E' di questi giorni la notizia della chiusura di InJersey.com, un network di siti iperlocali di proprietà della Gannett e dedicati a località del New Jersey. L'editore di Usa Today e di molte altre testate statunitensi ha deciso di abbandonare questo esperimento, lanciato nel 2009 e gradualmente esteso a 18 località. In un momento di difficoltà economica, le spese necessarie erano troppo elevate se confrontate con i risultati altalenanti ottenuti: alcune pagine cittadine superavano i 60mila visitatori unici al mese, ma alcune potevano contare su un pubblico di poche migliaia di utenti.
A raccontare la vicenda è il Poynter Institute. I problemi principali incontrati da InJersey.com si possono ricondurre sostanzialmente a tre categorie: modello di lavoro dei giornalisti, coinvolgimento della comunità, ristrettezza del mercato pubblicitario.
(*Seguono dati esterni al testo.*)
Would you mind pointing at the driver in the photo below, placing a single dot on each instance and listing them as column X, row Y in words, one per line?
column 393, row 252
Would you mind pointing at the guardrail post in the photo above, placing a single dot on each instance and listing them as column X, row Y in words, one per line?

MODELLO DI LAVORO DEI GIORNALISTI
Ogni sito veniva curato da un giornalista, che poteva avere l'incarico di seguire le pagine web di più di una località. Questi professionisti dell'informazione avevano però anche il compito di scrivere per delle testate cartacee del gruppo. L'impegno era talmente pesante che, alla fine, alcuni hanno iniziato a mettere il web in secondo piano e a pubblicare su internet gli stessi articoli che andavano in edicola. Non tutti inoltre vivevano nella località che dovevano seguire e quindi incontravano più difficoltà nello svolgere il proprio compito.
COINVOLGIMENTO DELLA COMUNITA'
Alla nascita del progetto, l'obiettivo era arrivare ad un equilibrio tra i contenuti realizzati dal giornalista e quelli postati sul sito dai cittadini: la soglia da raggiungere era il 50% di contenuti forniti dal pubblico. InJersey.com non è però riuscito a ritagliarsi il ruolo previsto nella vita delle proprie comunità di riferimento e non è stato capace di promuovere una così ampia partecipazione. L'apertura agli user generated content ha fornito risultati piuttosto deludenti: nonostante gli sforzi dello staff, i contenuti degli utenti sono arrivati solo al 10% del totale.
RISTRETTEZZA DEL MERCATO PUBBLICITARIO
Per raccogliere inserzioni, InJersey.com si affidava allo staff dei giornali cartacei del gruppo editoriale. Non aveva, insomma, personale dedicato e questo potrebbe aver ridotto la capacità di vendere i propri spazi pubblicitari in un mercato di dimensioni di per sé limitate. Gli scarsi risultati raggiunti in termini di numero di visitatori non hanno certo aiutato e alla fine i proventi dai banner si sono rivelati più bassi di quanto auspicato.
Dopo due anni di attività, il progetto iperlocale della Gannett va dunque in archivio. L'esperienza di InJersey.com mostra quanto sia difficile, anche negli Stati Uniti, avere successo occupandosi di territori di dimensioni molto piccole. I problemi incontrati sono tutti legati tra loro, ma l'impressione è che a determinare l'insuccesso sia stata soprattutto l'incapacità di coinvolgere la comunità: una maggiore partecipazione del pubblico avrebbe sicuramente migliorato le statistiche e di conseguenza probabilmente avrebbe avuto un effetto positivo anche sulla motivazione dei giornalisti e sull'interesse degli inserzionisti pubblicitari.
Non si può sopravvivere a livello iperlocale se non si è davvero parte del territorio che si racconta.